Acts 26: 24-9 (ESV): “And as [Paul] was saying these things in his defense, Festus said with a loud voice, ‘Paul, you are out of your mind; your great learning is driving you out of your mind.’ 25 But Paul said, ‘I am not out of my mind, most excellent Festus, but I am speaking true and rational words. 26 For the king knows about these things, and to him I speak boldly. For I am persuaded that none of these things has escaped his notice, for this has not been done in a corner. 27 King Agrippa, do you believe the prophets? I know that you believe.’ 28 And Agrippa said to Paul, ‘In a short time would you persuade me to be a Christian?’ 29 And Paul said, ‘Whether short or long, I would to God that not only you but also all who hear me this day might become such as I am—except for these chains.’”
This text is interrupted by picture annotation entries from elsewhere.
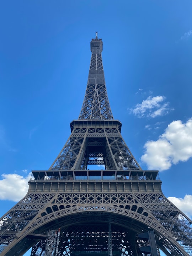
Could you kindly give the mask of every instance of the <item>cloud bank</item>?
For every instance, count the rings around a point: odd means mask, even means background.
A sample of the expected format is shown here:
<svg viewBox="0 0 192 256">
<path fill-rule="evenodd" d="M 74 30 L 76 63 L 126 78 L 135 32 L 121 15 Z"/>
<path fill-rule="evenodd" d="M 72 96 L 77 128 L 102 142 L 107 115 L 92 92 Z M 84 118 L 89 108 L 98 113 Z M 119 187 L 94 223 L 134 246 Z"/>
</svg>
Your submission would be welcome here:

Note: Festus would die in three years while Agrippa, Herod’s son who was involved in an incestuous relationship with his sister Bernice, would go on to live another 40 years. Neither of them believed then and, most likely continued in their disbelief until the end.
Questions to Consider
- In what sense was justice served in the case of King Herod? Would you make a similar case for Festus who was known as a fair-minded governor?
- In what sense was the life of Agrippa similar to the Kims of North Korea?
- What do you make of what happened to these three lives? What does it mean to you personally?
- Because of Herod’s brutality against the church and self-deification, God put an end to his life during the height of his political success. I wouldn’t say the same regarding Festus since decent people can die young as well. For those who are older, who can forget the untimely death of a great baseball player Roberto Clement, whose plane crashed while on a rescue mission.
- Agrippa certainly died in his old age, after enjoying a decadent life without suffering too many ill effects from it. Having died without Christ (and certainly not having repented), he has been fairly judged in God’s court.
- The best time to believe in Jesus is NOW. Obviously, no one knows when their last day on earth will be but each time we reject Christ, it gets easier doing it until “a man who remains stiff-necked after many rebukes will suddenly be destroyed—without remedy” (Prov. 29:1).
Did any news today remind you of the wickedness of man? Do you feel like unfairness rules and justice ignored? Pray that God’s righteous standard will prevail in our lives and also in our nation. Pray.